IRIS MENEGOZ (MILÁN)
El Viaje de Nico
A las cinco de la tarde la Arena estaba abarrotada. María Dolores Consolación Sin Duelo estaba sentada en su lugar habitual. Los ojos del público miraban hacia ella. María Dolores era una mujer de edad mediana, melena negra, un poco gordita y siempre vistosamente vestida. Lo que más atrapaba a la gente eran sus abanicos. María Dolores tenía una extensa colección de ellos que exhibía con mucho placer. Eran abanicos preciosos como el que llevaba aquella tarde: de seda con rosas rojas y amarillas, bordado y rematado en un fino encaje negro. Hacía un calor del infierno y María Dolores se abanicaba vigorosamente. De repente, una ráfaga de viento fuerte e inesperada arrancó el abanico de su mano.
El abanico voló alto en el cielo empujado por aquella ráfaga feroz. Todos los ojos de la Arena miraban hacia arriba. Parece una mariposa o un pájaro exótico, se oyó decir en la Arena. El abanico (Nico para los amigos) volaba tan rápido que en pocos minutos sobrevoló Madrid. Nico era un apasionado de la geografía; siempre le había gustado viajar, pero no a aquella increíble velocidad. Pasó de los Pirineos a Inglaterra. A medida que transcurría el viaje, Nico sentía que su seda se estaba deteriorando. Después de Inglaterra, llegaron la geografía sorprendente de Finlandia y las ciudades de Suecia.

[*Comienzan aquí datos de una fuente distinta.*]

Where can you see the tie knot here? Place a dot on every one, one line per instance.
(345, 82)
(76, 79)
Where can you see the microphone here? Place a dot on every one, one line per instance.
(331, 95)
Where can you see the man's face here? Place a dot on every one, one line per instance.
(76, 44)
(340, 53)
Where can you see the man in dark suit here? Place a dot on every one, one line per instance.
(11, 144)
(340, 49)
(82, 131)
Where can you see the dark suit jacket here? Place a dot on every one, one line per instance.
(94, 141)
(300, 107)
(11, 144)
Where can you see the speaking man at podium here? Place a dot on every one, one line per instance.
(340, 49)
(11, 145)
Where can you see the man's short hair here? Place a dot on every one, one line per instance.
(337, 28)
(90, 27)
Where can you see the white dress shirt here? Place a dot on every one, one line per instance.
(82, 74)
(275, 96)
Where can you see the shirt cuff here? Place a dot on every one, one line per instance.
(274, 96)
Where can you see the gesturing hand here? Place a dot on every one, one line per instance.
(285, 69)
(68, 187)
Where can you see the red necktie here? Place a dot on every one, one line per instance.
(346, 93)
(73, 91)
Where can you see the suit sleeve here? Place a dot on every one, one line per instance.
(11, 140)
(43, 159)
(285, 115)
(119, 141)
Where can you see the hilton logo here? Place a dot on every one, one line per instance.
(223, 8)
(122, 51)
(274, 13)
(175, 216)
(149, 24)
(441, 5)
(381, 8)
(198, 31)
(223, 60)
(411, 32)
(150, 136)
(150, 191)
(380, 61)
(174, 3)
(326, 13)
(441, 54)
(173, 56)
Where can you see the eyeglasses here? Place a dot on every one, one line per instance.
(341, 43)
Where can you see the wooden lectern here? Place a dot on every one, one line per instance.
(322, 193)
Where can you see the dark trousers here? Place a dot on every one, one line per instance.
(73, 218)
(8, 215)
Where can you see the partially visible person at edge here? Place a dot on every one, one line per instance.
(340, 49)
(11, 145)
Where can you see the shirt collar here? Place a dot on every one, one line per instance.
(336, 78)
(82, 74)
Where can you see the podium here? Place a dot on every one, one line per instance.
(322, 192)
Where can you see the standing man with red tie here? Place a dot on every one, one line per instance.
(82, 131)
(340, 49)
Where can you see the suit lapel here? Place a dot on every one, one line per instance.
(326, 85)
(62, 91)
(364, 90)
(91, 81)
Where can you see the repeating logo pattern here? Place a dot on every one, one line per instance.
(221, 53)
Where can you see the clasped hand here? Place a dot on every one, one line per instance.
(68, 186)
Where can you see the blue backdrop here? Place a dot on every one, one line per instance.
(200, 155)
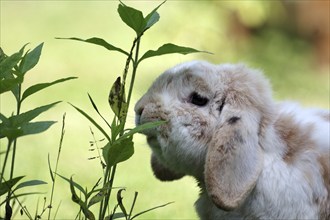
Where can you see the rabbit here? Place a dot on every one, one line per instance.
(253, 158)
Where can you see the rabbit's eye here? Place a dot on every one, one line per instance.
(198, 100)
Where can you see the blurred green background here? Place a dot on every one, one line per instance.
(288, 40)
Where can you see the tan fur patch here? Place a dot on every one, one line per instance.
(324, 161)
(296, 138)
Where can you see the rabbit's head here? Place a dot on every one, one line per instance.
(216, 116)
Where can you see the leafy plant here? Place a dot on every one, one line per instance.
(13, 70)
(120, 145)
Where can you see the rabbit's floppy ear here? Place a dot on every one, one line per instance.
(161, 172)
(234, 158)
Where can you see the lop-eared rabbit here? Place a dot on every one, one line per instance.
(253, 158)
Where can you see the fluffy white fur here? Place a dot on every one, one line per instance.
(252, 158)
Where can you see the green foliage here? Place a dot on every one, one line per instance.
(13, 70)
(120, 145)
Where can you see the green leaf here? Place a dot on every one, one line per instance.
(19, 120)
(119, 151)
(75, 198)
(7, 185)
(8, 63)
(117, 99)
(92, 121)
(97, 110)
(50, 170)
(100, 195)
(9, 84)
(153, 17)
(36, 88)
(132, 18)
(26, 129)
(29, 183)
(139, 128)
(168, 49)
(99, 42)
(30, 59)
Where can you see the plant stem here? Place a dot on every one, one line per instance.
(6, 158)
(15, 140)
(106, 201)
(135, 66)
(56, 165)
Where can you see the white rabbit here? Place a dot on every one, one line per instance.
(253, 158)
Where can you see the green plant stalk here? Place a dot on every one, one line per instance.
(15, 140)
(135, 66)
(56, 166)
(5, 160)
(136, 45)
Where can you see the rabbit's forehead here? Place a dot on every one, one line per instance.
(187, 79)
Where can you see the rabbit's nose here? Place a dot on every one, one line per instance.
(139, 110)
(138, 113)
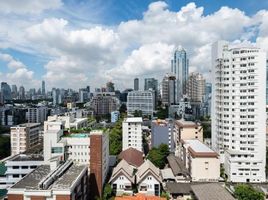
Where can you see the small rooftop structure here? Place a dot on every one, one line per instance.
(145, 168)
(133, 156)
(178, 188)
(133, 120)
(211, 191)
(27, 157)
(167, 175)
(177, 165)
(199, 149)
(123, 168)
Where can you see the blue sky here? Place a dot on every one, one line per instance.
(95, 41)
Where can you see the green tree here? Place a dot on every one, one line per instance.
(158, 155)
(247, 192)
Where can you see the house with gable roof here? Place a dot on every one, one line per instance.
(148, 179)
(122, 179)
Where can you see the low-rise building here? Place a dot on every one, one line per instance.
(24, 137)
(162, 133)
(18, 166)
(201, 161)
(132, 133)
(148, 179)
(122, 179)
(65, 181)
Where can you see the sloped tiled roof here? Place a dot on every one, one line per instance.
(148, 167)
(132, 156)
(123, 168)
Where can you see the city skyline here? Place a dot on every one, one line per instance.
(117, 41)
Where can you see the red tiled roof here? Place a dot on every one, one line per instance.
(133, 156)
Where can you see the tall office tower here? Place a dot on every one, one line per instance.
(109, 86)
(136, 84)
(150, 83)
(238, 111)
(21, 93)
(180, 67)
(6, 91)
(195, 87)
(14, 91)
(168, 89)
(43, 91)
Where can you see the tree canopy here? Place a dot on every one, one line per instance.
(158, 156)
(247, 192)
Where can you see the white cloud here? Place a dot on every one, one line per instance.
(18, 73)
(95, 54)
(28, 6)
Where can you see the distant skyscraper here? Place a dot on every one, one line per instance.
(14, 91)
(136, 84)
(168, 89)
(110, 86)
(150, 83)
(180, 67)
(21, 93)
(195, 87)
(238, 111)
(43, 88)
(6, 91)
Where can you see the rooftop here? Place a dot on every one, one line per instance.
(28, 125)
(133, 119)
(198, 146)
(211, 191)
(27, 157)
(133, 156)
(63, 182)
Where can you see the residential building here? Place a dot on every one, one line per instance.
(141, 101)
(43, 91)
(37, 114)
(122, 179)
(5, 91)
(239, 110)
(136, 84)
(202, 162)
(17, 167)
(24, 137)
(195, 87)
(150, 83)
(132, 156)
(180, 67)
(168, 89)
(115, 115)
(132, 133)
(54, 181)
(162, 133)
(148, 179)
(110, 86)
(186, 130)
(99, 161)
(104, 103)
(22, 93)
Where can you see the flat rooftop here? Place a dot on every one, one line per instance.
(133, 119)
(64, 182)
(198, 146)
(28, 125)
(25, 157)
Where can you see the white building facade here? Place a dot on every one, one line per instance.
(24, 137)
(132, 133)
(141, 100)
(238, 111)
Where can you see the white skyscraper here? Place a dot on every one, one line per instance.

De repente, el viento se calmó. Nico, ya reducido a casi un esqueleto, rodó hasta posarse sobre una rara alfombra blanca y helada que nunca había conocido. Poco a poco, se fue hundiendo en ella hasta que de Nico sólo se quedó una pequeña rosa roja en la nieve.
Piazza Garibaldi
Un joven obrero, arreglando la acera cerca de la Plaza Garibaldi, divisó bajo un viejo plátano, último sobreviviente de un antiguo bosque, una rara silueta. Se acercó. Era una joven linda, rubia, con un largo vestido ligero que dormía en paz. El joven obrero le sacudió dulcemente el hombro. La chica abrió los ojos y sonriendo dijo:
—¡Por fin llegaste mi príncipe!
—¿Príncipe? —replicó el joven sorprendido—. Soy Marco, obrero de la Municipalidad de Milán. Aquí no hay príncipes, ni reyes, ni reinas. Hemos borrado hace años a aquella raza de parásitos. Ahora somos una República.
—¿Corno te llamas, nena?
—¡Bella…Bella Durmiente!
—¿Bella Durmiente? —dijo Marco intentando contener las risas—. Perdona, me pareces más Bella Despierta.
—¿Dónde están el bosque, los caballos; qué fue de los carruajes? —preguntó Bella al borde del llanto.

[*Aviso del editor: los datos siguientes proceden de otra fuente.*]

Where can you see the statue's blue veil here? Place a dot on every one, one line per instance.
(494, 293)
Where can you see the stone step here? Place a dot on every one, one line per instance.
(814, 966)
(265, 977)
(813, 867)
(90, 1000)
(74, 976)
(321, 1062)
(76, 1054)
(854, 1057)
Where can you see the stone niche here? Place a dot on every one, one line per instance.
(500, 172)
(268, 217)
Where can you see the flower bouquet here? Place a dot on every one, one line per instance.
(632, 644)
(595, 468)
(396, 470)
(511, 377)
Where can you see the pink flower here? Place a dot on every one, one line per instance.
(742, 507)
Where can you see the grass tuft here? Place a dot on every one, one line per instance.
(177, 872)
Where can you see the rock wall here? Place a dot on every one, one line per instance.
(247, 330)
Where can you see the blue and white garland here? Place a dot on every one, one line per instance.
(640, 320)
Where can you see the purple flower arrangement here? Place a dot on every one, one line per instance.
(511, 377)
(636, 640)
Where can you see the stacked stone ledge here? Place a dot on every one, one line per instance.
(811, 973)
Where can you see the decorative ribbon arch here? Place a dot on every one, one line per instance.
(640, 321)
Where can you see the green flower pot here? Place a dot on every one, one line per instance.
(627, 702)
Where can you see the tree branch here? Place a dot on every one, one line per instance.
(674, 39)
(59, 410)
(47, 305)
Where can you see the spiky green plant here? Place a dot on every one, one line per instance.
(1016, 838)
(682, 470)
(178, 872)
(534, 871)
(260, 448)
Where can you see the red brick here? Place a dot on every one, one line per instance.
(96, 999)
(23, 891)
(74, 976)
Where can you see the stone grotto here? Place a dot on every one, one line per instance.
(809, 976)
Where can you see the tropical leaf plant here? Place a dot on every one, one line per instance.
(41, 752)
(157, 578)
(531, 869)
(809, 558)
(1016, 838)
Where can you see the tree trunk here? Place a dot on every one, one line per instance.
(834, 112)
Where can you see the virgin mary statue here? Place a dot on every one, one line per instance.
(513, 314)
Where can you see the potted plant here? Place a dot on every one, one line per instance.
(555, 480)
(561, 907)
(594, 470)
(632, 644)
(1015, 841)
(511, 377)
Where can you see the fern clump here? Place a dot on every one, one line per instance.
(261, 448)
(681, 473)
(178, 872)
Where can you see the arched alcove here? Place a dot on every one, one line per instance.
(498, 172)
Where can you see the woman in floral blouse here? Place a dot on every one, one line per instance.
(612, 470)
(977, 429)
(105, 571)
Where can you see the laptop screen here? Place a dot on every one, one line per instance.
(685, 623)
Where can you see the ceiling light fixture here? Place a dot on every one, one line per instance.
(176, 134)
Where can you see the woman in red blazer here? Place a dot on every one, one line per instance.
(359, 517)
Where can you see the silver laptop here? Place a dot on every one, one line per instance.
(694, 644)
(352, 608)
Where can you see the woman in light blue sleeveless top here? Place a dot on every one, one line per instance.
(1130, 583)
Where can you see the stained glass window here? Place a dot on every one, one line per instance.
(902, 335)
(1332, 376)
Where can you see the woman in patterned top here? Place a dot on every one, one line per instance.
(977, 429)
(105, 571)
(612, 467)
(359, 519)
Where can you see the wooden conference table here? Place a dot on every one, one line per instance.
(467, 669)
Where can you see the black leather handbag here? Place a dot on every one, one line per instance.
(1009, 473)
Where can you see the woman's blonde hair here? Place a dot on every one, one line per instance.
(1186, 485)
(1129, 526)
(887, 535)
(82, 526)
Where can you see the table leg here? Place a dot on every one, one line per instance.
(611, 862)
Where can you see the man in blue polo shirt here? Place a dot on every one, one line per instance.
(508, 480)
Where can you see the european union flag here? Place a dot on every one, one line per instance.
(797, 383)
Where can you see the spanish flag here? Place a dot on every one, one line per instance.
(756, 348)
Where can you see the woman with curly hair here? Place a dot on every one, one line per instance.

—Puede ser que aquí hubiera un bosque hace siglos —replicó Marco—; ahora tenemos coches, motocicletas, autobuses, aviones… el único caballo que tenemos lo puedes ver bajo el culo de Garibaldi en su estatua en mitad de la plaza.
—¿Quién es Garibaldi? —dijo Bella cada vez más desorientada.

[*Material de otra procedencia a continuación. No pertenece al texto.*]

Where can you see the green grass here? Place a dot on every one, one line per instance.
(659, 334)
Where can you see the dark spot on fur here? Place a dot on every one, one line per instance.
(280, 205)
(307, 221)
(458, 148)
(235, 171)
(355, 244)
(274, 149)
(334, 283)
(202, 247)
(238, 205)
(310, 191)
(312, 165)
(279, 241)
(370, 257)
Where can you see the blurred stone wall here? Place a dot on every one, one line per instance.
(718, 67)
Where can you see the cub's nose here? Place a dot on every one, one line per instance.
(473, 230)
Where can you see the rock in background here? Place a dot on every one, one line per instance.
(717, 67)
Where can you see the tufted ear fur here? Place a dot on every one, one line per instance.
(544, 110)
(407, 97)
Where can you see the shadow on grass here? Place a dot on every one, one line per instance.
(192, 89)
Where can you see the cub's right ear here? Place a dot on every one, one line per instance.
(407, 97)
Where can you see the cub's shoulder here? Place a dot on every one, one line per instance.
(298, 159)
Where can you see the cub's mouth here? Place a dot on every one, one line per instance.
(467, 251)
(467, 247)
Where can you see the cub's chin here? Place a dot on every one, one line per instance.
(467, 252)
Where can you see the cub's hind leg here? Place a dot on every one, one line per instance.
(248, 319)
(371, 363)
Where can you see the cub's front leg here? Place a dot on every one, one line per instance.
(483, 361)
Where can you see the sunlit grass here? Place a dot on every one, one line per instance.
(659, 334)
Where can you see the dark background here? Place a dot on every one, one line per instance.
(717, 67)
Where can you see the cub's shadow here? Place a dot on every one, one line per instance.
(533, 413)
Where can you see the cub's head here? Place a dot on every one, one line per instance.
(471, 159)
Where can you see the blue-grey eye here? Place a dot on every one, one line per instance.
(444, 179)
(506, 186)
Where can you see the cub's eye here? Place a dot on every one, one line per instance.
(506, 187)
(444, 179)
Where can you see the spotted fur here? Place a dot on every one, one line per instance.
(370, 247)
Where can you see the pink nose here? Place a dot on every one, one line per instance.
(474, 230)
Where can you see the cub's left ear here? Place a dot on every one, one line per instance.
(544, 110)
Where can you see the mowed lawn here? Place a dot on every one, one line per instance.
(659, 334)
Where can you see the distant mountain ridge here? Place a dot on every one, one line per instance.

—Comprendo que vosotros los inmigrantes no conocéis nuestra historia; yo también soy descendiente de inmigrantes. Mi familia llegó aquí del sur años atrás. Vente conmigo a mi casa. Mis padres estarán felices de conocer tu historia — dijo Marco mientras ponía su chaquetón amarillo sobre las espaldas de Bella, y cogiéndola de la mano se dirigieron hacia un incierto destino.